C.G 04.12.2025, cause riunite C‑580/23 e C‑795/23, Mio c. Galleri M Mikael & Thomas Asplund Aktiebolag + USM U. Schärer Söhne AG, contro konektra GmbH. sul sempre scivoloso tema (nel caso specifico, relativo a componenti di arredamento).
la CG insegna che:
1) sul rapporto tra tutela di autore e da disegni/modelli: sono autonome, nel senso che ciascuna è sottoposta ai propri requisiti: per cui possono sì cumularsi, ma dipende dalle circostanze, §§ 48-57.
L’originalità è condizione necessaria e sufficiente (§ 49): quindi eventuali requisiti di legge ulteriori (ad es da noi il “valore artistico” ex art. 2 n. 10 l. aut.) dovrebbero risultare illegittimi (stante l’armonizzazione -giurisprudenziale- europea del concetto).

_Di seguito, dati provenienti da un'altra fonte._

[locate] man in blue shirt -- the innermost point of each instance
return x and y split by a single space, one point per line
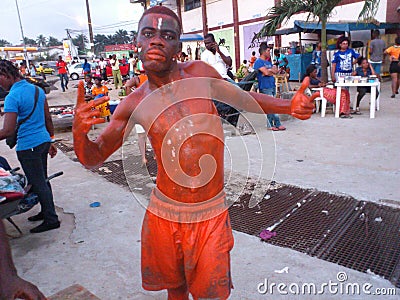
343 60
33 140
266 82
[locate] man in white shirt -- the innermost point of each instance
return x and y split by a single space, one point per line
116 72
103 68
132 65
216 56
219 58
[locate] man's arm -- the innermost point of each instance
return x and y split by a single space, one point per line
300 106
93 153
226 58
268 72
333 68
10 121
11 285
50 128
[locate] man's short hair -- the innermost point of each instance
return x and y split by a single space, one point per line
263 47
162 10
210 36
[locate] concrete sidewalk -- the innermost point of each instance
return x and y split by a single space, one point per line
99 248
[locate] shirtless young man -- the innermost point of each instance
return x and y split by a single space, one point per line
179 252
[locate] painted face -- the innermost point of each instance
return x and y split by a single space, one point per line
364 64
6 82
314 73
344 45
159 41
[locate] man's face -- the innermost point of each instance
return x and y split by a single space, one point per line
268 53
210 44
5 82
159 41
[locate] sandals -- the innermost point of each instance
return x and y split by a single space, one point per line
343 116
356 112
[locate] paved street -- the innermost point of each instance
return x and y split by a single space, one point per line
99 248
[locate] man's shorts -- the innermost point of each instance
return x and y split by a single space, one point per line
175 254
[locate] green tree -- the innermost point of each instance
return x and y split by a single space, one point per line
52 41
319 10
111 40
133 36
41 40
29 42
80 41
4 43
122 37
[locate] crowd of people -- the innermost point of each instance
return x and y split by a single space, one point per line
180 265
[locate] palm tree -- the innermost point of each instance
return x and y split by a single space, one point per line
133 36
80 41
41 40
122 36
4 43
319 10
52 41
100 40
29 42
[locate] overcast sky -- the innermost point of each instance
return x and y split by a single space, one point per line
52 17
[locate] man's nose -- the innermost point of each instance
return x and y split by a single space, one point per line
157 41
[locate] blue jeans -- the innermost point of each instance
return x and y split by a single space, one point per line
273 120
34 163
62 78
377 67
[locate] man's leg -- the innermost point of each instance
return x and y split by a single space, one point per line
377 68
361 93
62 82
115 79
119 78
66 80
32 162
142 146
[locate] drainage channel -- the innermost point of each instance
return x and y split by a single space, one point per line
339 229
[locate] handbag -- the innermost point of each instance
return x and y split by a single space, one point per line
11 141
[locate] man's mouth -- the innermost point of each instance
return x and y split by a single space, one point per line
155 55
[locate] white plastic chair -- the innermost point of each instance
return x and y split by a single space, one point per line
322 100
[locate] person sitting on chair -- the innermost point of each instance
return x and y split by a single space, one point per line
329 93
365 69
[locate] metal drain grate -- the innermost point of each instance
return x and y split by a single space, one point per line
315 220
274 205
358 235
371 241
63 147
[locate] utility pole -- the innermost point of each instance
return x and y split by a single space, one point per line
90 27
23 37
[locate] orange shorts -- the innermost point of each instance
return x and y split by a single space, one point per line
195 254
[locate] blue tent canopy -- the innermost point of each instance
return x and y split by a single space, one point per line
189 37
334 28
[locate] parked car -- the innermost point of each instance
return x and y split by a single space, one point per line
76 70
38 81
124 68
46 69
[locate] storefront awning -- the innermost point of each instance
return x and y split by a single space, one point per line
334 27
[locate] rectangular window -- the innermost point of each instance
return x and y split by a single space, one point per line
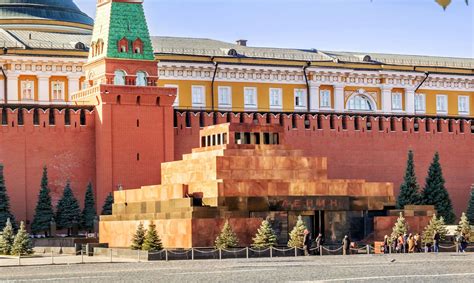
396 101
442 104
250 97
300 98
198 96
176 101
27 90
57 91
420 102
463 105
325 99
225 97
276 98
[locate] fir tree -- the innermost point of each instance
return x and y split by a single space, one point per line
409 190
67 210
152 242
7 238
5 212
227 238
265 236
297 234
436 225
470 208
89 213
435 192
44 208
138 237
107 208
400 227
464 228
22 244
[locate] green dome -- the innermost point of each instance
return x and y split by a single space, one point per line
30 11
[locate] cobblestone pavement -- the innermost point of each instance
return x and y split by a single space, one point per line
360 268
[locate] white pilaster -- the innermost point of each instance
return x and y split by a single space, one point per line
73 85
314 97
2 91
410 101
386 99
339 97
12 86
43 88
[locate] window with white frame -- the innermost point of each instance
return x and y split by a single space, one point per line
300 98
396 101
420 102
442 103
276 98
359 103
198 95
27 90
250 97
325 99
463 104
57 91
225 97
176 101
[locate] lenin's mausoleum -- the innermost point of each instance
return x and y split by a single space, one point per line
188 132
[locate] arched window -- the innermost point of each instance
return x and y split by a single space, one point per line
119 78
141 79
359 102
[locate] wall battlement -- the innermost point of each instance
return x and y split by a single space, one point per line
44 119
332 122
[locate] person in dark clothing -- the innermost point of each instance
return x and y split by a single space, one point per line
319 243
306 242
346 245
436 239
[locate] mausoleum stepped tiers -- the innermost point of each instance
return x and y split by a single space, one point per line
242 173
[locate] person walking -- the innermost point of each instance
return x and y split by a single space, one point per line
411 244
436 239
346 245
386 244
319 243
417 243
306 242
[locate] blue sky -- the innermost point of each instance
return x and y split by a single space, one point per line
388 26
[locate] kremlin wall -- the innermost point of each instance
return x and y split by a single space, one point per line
376 153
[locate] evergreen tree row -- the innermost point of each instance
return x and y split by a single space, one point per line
434 192
11 244
67 213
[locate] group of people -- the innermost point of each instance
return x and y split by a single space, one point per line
407 243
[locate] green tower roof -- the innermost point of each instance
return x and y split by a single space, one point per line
118 20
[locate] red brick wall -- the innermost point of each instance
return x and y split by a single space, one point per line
375 155
67 151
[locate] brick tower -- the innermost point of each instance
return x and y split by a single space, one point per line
134 117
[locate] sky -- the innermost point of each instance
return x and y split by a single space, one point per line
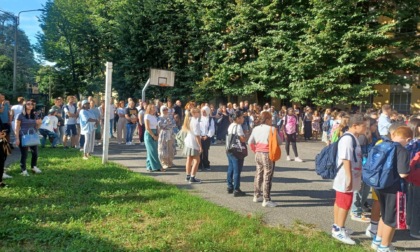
28 20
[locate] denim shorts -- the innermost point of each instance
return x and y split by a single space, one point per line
71 130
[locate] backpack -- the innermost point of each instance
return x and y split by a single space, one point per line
274 152
414 175
326 126
378 171
326 160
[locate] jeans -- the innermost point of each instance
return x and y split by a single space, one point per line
24 155
52 135
360 198
130 131
234 172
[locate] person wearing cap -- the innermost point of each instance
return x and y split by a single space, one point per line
87 128
48 129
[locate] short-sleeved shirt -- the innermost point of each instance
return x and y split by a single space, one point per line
190 139
132 113
401 166
238 129
4 116
49 123
17 109
70 109
25 124
152 121
345 152
85 125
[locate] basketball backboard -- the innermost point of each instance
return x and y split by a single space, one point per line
162 78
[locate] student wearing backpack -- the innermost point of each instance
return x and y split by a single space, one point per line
290 129
388 195
349 176
413 191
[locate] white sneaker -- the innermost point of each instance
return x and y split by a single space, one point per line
369 232
343 236
269 204
6 176
36 169
258 199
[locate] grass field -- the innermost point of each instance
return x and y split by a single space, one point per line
77 205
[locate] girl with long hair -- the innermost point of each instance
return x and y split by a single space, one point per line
192 147
26 121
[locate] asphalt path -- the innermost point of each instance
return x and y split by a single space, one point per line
302 195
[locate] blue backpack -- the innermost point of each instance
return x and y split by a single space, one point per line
378 171
326 160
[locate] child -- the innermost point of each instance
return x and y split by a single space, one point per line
349 176
388 196
372 229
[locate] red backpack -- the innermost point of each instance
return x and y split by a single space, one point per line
414 176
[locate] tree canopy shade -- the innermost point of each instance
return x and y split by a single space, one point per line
324 52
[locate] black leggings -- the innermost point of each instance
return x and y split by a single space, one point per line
291 138
24 155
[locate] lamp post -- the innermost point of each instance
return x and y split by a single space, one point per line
16 20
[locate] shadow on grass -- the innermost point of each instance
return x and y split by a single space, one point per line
37 212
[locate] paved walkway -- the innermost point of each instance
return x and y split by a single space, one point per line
302 195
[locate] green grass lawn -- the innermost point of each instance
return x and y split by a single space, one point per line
77 205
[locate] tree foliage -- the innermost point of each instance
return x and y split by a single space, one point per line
322 52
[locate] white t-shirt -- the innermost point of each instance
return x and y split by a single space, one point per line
71 109
345 152
152 121
190 139
238 129
49 123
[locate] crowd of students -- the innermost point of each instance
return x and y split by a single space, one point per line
162 127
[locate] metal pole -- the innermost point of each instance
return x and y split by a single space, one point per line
15 57
108 87
143 92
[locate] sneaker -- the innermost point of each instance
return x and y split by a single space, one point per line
238 193
360 217
385 249
194 180
258 199
36 170
342 236
417 236
269 204
6 176
369 233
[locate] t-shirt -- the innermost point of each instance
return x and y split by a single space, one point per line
401 166
85 125
152 121
132 113
345 152
17 109
238 129
49 123
70 108
4 116
291 122
25 124
190 139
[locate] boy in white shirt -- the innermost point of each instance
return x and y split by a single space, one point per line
349 176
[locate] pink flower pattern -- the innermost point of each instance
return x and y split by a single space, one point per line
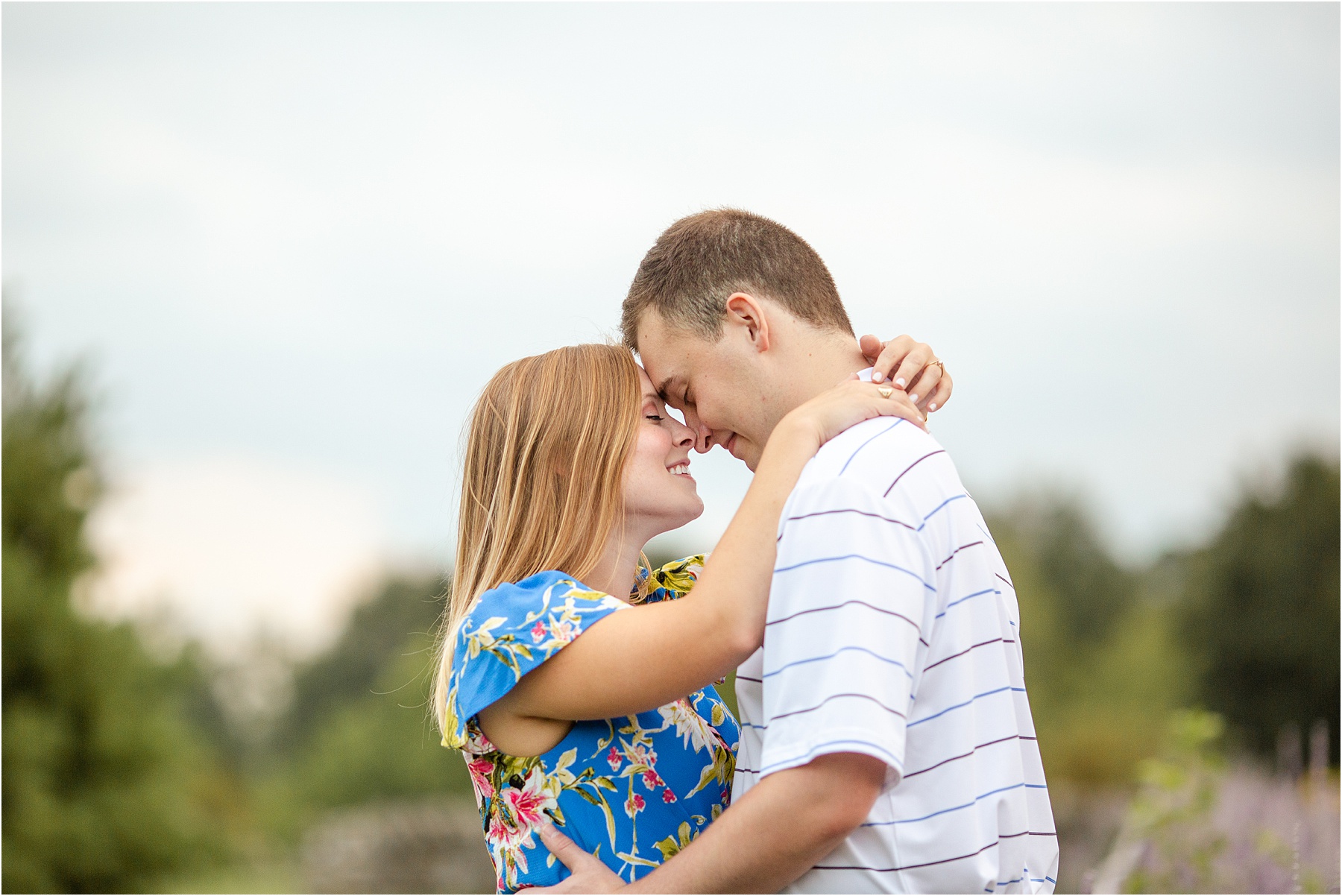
516 795
634 805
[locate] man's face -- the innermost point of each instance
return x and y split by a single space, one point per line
716 385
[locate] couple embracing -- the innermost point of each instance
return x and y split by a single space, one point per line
885 742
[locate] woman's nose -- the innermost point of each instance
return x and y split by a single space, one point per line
682 435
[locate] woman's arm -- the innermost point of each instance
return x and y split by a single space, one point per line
647 656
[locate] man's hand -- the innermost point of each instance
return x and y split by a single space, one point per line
590 874
746 851
909 365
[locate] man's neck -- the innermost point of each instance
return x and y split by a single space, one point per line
819 364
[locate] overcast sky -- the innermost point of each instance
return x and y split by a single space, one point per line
298 239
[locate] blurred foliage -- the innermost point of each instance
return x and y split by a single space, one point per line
124 773
1174 809
359 728
1261 613
107 789
1100 662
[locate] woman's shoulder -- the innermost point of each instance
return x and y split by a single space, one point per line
510 631
670 581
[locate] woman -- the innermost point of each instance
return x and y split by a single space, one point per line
572 464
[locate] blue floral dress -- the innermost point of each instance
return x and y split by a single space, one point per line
632 790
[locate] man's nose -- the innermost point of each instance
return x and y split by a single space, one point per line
704 439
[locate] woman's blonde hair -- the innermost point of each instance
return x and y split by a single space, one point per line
543 478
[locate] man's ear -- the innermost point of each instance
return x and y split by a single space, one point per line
746 312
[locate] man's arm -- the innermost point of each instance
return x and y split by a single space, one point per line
772 836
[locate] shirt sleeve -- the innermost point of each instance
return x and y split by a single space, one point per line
510 631
852 590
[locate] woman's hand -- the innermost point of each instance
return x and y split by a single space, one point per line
590 874
909 365
845 406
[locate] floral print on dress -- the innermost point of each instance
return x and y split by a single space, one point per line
632 790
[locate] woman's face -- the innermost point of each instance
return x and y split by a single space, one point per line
659 494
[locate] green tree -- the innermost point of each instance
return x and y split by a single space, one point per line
1261 613
1102 664
104 786
359 728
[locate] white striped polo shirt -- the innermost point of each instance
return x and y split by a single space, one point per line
892 631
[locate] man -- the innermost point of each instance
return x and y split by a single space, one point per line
887 743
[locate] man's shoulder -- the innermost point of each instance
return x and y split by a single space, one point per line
874 456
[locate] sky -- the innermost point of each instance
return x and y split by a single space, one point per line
295 240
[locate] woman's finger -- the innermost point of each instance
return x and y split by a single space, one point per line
942 394
913 364
925 385
899 406
892 354
568 852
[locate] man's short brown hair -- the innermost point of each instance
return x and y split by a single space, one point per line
702 259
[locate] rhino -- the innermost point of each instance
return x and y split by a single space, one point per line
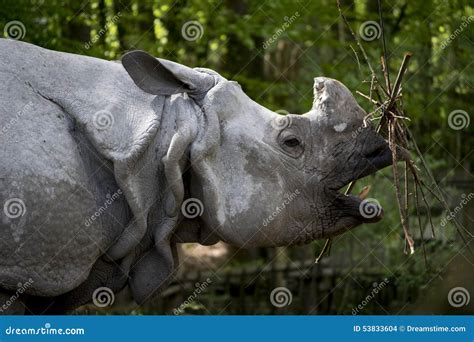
106 166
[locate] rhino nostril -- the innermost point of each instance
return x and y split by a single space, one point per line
377 152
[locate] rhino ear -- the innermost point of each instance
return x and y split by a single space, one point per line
162 77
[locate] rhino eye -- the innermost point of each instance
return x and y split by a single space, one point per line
292 142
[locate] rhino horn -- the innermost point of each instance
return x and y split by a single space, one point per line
331 97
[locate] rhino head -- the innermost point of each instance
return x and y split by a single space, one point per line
264 179
258 178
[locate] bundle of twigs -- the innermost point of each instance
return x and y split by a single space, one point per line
388 101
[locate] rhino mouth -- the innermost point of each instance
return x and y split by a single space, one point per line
355 210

2) il concetto di creatività: << 82 costituisce un’opera, ai sensi di tali disposizioni, un oggetto che riflette la personalità del suo autore, manifestando le scelte libere e creative di quest’ultimo. Non sono libere e creative non soltanto le scelte dettate da diversi vincoli, segnatamente tecnici, che hanno limitato detto autore durante la creazione dell’oggetto stesso, ma anche quelle che, benché libere, non recano l’impronta della personalità dell’autore attribuendo all’oggetto di cui trattasi un aspetto unico. Circostanze quali le intenzioni dell’autore durante il processo creativo, le sue fonti di ispirazione e l’utilizzo di forme già disponibili, la possibilità di una creazione simile indipendente o il riconoscimento dello stesso oggetto da parte degli ambienti specializzati possono, eventualmente, essere prese in considerazione, ma non sono, in ogni caso, né necessarie né determinanti per stabilire l’originalità dell’oggetto di cui si rivendica la protezione.> (di per sè irrielvante è la gradevolezza estetica (“effetto visivo proprio e rilevante dal punto di vista estetico o artistico”, § 68 )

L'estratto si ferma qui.